Inicio Project
Project
The proposal depart on the hypothesis, based on numerous scientific precedents, that the development of the Information Society in Households and Individuals (ICT-H) generates impacts in all areas of sustainable development, social, cultural, economic and ecological, with ICT being a binding element of all these dimensions. However, a number of shortcomings and limitations have been identified in the studies for Europe. In particular, there has been no in-depth study of: the evolution of the contribution of ICT-H to sustainable development achievements at different territorial scales (country, region, province); the identification of the multiple factors associated with the geographical, socio-economic and political characteristics of each spatial scale; and the territorial disparities resulting from the relationship between ICT-H and sustainable development in Europe.

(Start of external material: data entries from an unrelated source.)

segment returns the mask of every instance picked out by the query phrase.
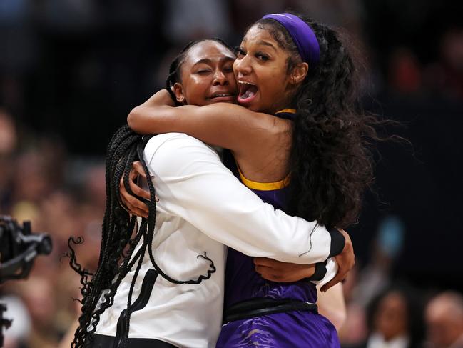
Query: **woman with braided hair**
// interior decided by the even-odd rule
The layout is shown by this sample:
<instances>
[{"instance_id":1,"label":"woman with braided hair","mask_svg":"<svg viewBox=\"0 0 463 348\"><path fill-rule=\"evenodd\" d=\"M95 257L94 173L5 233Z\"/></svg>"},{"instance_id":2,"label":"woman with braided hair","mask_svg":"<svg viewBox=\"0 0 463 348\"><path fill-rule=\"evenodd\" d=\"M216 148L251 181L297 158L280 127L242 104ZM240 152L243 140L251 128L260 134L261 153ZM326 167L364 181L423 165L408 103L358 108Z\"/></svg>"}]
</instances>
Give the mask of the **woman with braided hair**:
<instances>
[{"instance_id":1,"label":"woman with braided hair","mask_svg":"<svg viewBox=\"0 0 463 348\"><path fill-rule=\"evenodd\" d=\"M206 40L185 54L182 59L199 66L197 97L225 101L235 94L235 56L223 44ZM213 79L201 71L205 61L218 71ZM145 177L153 177L148 215L139 227L118 204L119 180L137 193L128 177L136 159ZM109 145L106 169L98 269L90 274L71 258L83 284L73 347L213 347L222 317L224 244L306 264L345 249L335 229L263 203L212 148L185 134L142 139L123 127Z\"/></svg>"},{"instance_id":2,"label":"woman with braided hair","mask_svg":"<svg viewBox=\"0 0 463 348\"><path fill-rule=\"evenodd\" d=\"M129 124L144 134L185 132L230 149L236 166L229 166L242 182L290 214L329 227L355 222L372 179L367 139L377 139L377 121L357 109L356 66L339 34L302 16L265 16L248 30L233 69L237 99L246 109L173 108L162 105L166 92L161 91L131 113ZM183 86L173 90L182 102ZM323 317L284 306L315 302L312 284L269 283L251 257L233 249L226 279L225 325L217 347L339 347Z\"/></svg>"}]
</instances>

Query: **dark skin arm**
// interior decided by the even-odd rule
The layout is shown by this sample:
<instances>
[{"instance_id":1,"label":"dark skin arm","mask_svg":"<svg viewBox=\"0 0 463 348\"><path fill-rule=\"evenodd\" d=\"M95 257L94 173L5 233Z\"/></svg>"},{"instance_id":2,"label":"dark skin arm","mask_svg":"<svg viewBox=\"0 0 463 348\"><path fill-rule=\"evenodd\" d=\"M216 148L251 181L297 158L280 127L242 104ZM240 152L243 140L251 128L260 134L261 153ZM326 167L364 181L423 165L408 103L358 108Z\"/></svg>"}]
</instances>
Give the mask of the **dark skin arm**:
<instances>
[{"instance_id":1,"label":"dark skin arm","mask_svg":"<svg viewBox=\"0 0 463 348\"><path fill-rule=\"evenodd\" d=\"M256 159L261 154L272 154L275 144L279 149L289 149L290 127L287 120L266 114L254 112L242 106L227 103L217 103L206 106L182 106L174 107L171 96L166 90L160 91L143 104L134 108L128 117L131 128L140 134L158 134L172 131L186 133L208 144L230 149L237 161L243 163L247 159L256 166ZM278 136L280 139L275 139ZM255 152L255 153L254 153ZM263 163L265 166L266 164ZM282 173L278 179L284 176ZM137 195L149 199L149 194L139 188L133 179L138 175L144 177L141 164L134 164L129 184ZM132 213L148 216L148 207L128 194L121 184L121 201ZM348 239L348 242L347 242ZM346 238L346 244L350 239ZM352 243L350 243L352 247ZM353 251L345 247L342 254L346 266L340 265L336 282L342 280L353 264ZM346 261L347 260L347 261ZM337 260L338 261L338 260ZM256 259L256 272L264 279L275 282L294 282L311 277L313 265L287 264L268 259ZM335 280L335 279L333 279ZM331 281L323 288L326 291L335 284Z\"/></svg>"},{"instance_id":2,"label":"dark skin arm","mask_svg":"<svg viewBox=\"0 0 463 348\"><path fill-rule=\"evenodd\" d=\"M286 120L239 105L173 105L167 91L159 91L135 107L127 117L127 122L139 134L186 133L210 145L229 149L235 155L245 154L247 158L254 159L262 157L263 151L274 152L275 144L281 146L279 140L283 141L288 137Z\"/></svg>"}]
</instances>

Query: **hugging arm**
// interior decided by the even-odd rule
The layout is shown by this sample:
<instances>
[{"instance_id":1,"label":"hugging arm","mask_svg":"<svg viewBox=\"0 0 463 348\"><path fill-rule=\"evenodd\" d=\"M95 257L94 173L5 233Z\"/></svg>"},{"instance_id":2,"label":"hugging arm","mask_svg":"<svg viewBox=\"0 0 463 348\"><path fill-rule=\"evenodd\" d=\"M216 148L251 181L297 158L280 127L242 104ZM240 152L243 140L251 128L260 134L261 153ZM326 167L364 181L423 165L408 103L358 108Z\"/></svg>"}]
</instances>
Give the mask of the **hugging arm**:
<instances>
[{"instance_id":1,"label":"hugging arm","mask_svg":"<svg viewBox=\"0 0 463 348\"><path fill-rule=\"evenodd\" d=\"M185 133L235 153L258 149L269 137L273 137L273 142L275 136L285 136L288 131L288 127L275 126L276 122L284 120L233 104L174 107L165 89L135 107L127 122L139 134Z\"/></svg>"},{"instance_id":2,"label":"hugging arm","mask_svg":"<svg viewBox=\"0 0 463 348\"><path fill-rule=\"evenodd\" d=\"M184 134L152 138L145 156L158 208L247 255L282 262L323 262L342 250L337 229L290 217L243 186L200 141Z\"/></svg>"}]
</instances>

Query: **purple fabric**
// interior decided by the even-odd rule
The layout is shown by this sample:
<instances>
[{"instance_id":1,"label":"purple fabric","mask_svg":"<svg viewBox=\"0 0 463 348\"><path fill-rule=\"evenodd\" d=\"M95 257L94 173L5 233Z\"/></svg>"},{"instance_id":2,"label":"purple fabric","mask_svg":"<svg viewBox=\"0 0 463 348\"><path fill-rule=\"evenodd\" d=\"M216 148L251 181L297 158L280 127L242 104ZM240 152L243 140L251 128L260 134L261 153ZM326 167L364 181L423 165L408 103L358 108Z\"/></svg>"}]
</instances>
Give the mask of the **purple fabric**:
<instances>
[{"instance_id":1,"label":"purple fabric","mask_svg":"<svg viewBox=\"0 0 463 348\"><path fill-rule=\"evenodd\" d=\"M309 25L297 16L291 14L266 14L262 19L274 19L288 30L297 47L302 60L315 65L320 60L320 46L315 33Z\"/></svg>"},{"instance_id":2,"label":"purple fabric","mask_svg":"<svg viewBox=\"0 0 463 348\"><path fill-rule=\"evenodd\" d=\"M285 113L286 114L286 113ZM285 114L277 114L278 117ZM224 164L239 179L231 153L224 151ZM253 189L263 201L284 210L287 188ZM265 280L255 272L253 258L231 248L227 256L225 308L253 298L292 299L315 303L315 286L305 280L278 283ZM222 327L217 348L339 348L336 329L325 317L293 311L230 322Z\"/></svg>"},{"instance_id":3,"label":"purple fabric","mask_svg":"<svg viewBox=\"0 0 463 348\"><path fill-rule=\"evenodd\" d=\"M332 324L320 314L289 312L232 322L216 348L340 348Z\"/></svg>"}]
</instances>

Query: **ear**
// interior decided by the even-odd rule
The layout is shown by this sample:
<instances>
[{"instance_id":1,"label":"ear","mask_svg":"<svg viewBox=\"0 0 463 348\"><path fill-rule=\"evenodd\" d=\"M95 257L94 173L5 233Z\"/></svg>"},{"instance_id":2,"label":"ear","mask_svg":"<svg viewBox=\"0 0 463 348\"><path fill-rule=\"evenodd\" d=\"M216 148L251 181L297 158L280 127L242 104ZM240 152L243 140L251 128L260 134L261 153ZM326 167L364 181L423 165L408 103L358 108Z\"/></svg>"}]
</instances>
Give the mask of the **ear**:
<instances>
[{"instance_id":1,"label":"ear","mask_svg":"<svg viewBox=\"0 0 463 348\"><path fill-rule=\"evenodd\" d=\"M309 64L305 62L300 63L294 67L291 72L291 79L290 83L292 84L298 84L305 79L307 74L309 72Z\"/></svg>"},{"instance_id":2,"label":"ear","mask_svg":"<svg viewBox=\"0 0 463 348\"><path fill-rule=\"evenodd\" d=\"M175 95L177 101L180 104L186 104L185 100L185 94L183 94L183 86L178 82L175 82L173 85L173 94Z\"/></svg>"}]
</instances>

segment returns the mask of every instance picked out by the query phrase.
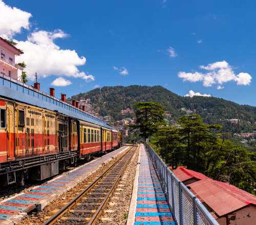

In this sense, the project aims to study the evolution of ICT-H and its effect on progress in sustainable development in European countries (NUTS0), their regions (NUTS2) and Spanish provinces (NUTS3) from 2011 to date by means of a comparative spatial-temporal and multi-scale analysis. In order to achieve this objective, it is proposed to: i) Define, construct and validate the spatial-temporal theoretical models of the effects of ICT-H in the transition towards sustainable development at different spatial scales; ii) Verify these models at different scales in order to measure the spatial disparity and identify the different behaviours in the effects of ICT-H on sustainable development; and iii) Analyse the role played by the hierarchical and functional dependence between the scales in the effects of ICT-H on sustainable development.
In order to achieve these objectives, data from the homogenized official statistical series provided by Eurostat and INE at the regional, national and international levels on ICT-H and sustainable development are available. With this information, own databases will be built to carry out different multivariate and geospatial analyses with GIS.